Rasterize: How to create multiband raster from vector attributes using python

Raster and vector data are the two primary types of geospatial data. While rasters store data as gridded values that are rendered as pixels on a map, vector data stores assigned attributes of specific features represented as points, lines and polygons. In geospatial data processing workflows, converting between these two data types is a common practice for several reasons. This can either be just for the purpose of visualizing the data or for incorporation into analysis schemes among others.

This blog post focuses on the conversion of vector to raster data (a.k.a rasterizing), particularly the challenge of creating a multiband raster from multiple vector attributes, and introduces a python-based approach for overcoming this bottleneck.

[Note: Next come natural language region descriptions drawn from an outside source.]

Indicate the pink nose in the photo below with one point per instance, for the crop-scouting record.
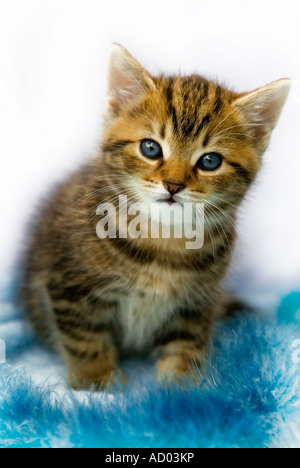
(174, 186)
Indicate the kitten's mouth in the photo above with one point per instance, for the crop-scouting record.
(169, 201)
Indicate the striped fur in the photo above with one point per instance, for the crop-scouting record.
(97, 301)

In simple terms, rasterizing vector data simply means burning the data stored in a given vector attribute into an empty raster layer of defined extent and pixel size. But what is the deal with creating multiband raster from multiple vector attributes?... Well, as at now, the implementation of the rasterize function in conventional GIS softwares (e.g. QGIS and ArcGIS) only outputs a single band raster at a time. This means that the process allows burning one vector attribute into a corresponding single band raster. At best, one can use batch processing or use model builder in case they are interested in burning multiple attributes into multiple single band rasters and then merging them into a multiband raster. But what if there are 100s or more attributes? That will be laborious and inefficient. This is where the power of python scripting comes in. In this example I draw from a case of converting the output from image segmentation (polygons with 92 feature attributes) into a multiband raster for further classification. Read on...

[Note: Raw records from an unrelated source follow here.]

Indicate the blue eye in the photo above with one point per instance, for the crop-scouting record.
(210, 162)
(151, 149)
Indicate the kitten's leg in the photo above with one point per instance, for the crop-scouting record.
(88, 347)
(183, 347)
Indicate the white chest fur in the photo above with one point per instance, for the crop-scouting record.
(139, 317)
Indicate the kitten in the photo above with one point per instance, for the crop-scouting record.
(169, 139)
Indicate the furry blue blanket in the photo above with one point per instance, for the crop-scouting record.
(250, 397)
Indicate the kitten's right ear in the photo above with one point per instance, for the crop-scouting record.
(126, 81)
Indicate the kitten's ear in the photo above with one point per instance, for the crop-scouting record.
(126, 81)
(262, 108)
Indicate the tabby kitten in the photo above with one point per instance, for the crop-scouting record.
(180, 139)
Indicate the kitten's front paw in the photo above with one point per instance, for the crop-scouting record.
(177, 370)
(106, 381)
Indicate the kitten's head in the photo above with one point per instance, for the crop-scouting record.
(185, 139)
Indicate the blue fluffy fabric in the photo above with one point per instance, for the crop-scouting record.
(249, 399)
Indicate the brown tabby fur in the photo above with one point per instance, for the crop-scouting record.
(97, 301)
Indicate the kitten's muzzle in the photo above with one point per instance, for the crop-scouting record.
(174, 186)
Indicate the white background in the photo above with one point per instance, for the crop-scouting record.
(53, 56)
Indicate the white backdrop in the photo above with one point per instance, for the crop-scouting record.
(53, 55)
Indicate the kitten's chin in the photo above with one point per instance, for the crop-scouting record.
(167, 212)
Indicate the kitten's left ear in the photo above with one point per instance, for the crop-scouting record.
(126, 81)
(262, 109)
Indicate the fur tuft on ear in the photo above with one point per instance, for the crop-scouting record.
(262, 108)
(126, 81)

First, we need to import the required modules. Here, gdal and numpy are required for handling raster data in its original state (.tif) and when they are rendered as numpy arrays respectively, gdalnumeric is the interface between gdal and numpy, ogr is required for handling vector data and tempfile for temporary file management ( i.e. we will save some files initially as a temporary file).

										
											import gdal 
import gdalnumeric as gdn
import ogr
import numpy as np
import tempfile

Next, we need to create some base fuctions on which the whole process will run. To summarize what we want to achieve: (i) Each vector attribute will be burned into a single band raster. The extent, resolution and projection of each raster will be sourced from a reference image. In this case, the original image used for segmentation; (ii) Each raster will then be converted into a 3-D numpy array (i.e. rows, colums, bands) and subsequently concatenated into a multiband image array; (iii) Lastly, the multiband image array will be converted into .tif raster and then written to file.

										
											def rasterize(ref_raster, shp, attrib_name):

# open reference raster and fetch resolution, projection and extent
raster_ds = gdal.Open(ref_raster)
ncol = raster_ds.RasterXSize
nrow = raster_ds.RasterYSize
proj = raster_ds.GetProjectionRef()
ext = raster_ds.GetGeoTransform()
raster_ds = None

# create empty raster (.tif) as temporary file and set its projection and extent to
# that of the reference raster

temp_out = tempfile.NamedTemporaryFile(suffix='.tif').name
memory_driver = gdal.GetDriverByName('GTiff')
out_raster_ds = memory_driver.Create(temp_out, ncol, nrow, 1, gdal.GDT_Byte)
out_raster_ds.SetProjection(proj)
out_raster_ds.SetGeoTransform(ext)

# open shapefile vector layer to retrieve and burn attribute into the empty raster
mb_v = ogr.Open(shp)
mb_1 = mb_v.GetLayer()
gdal.RasterizeLayer(out_raster_ds, [1], mb_1, options=["ATTRIBUTE="+attrib_name])
return temp_out

The script above is the rasterize function, which takes three arguments. ref_raster is the reference image from which the resulting image extent and projection are extracted; shp is the vector layer (shapefile) to be rasterized and attrib_name is the vector attribute whose data will be burned into the resulting raster.
Next is the image to array function (img_to_array) which takes the resulting raster (input_file) from the rasterize function and converts it into an image array.

										
											def img_to_array(input_file, dim_ordering="channel_last", dtype="float32"):

# open input raster, retrieve bands and convert to image array
file = gdal.Open(input_file)
bands = [file.GetRasterBand(i) for i in range(1, file.RasterCount +1)]
arr = np.array([gdn.BandReadAsArray(band) for band in bands]).astype(dtype)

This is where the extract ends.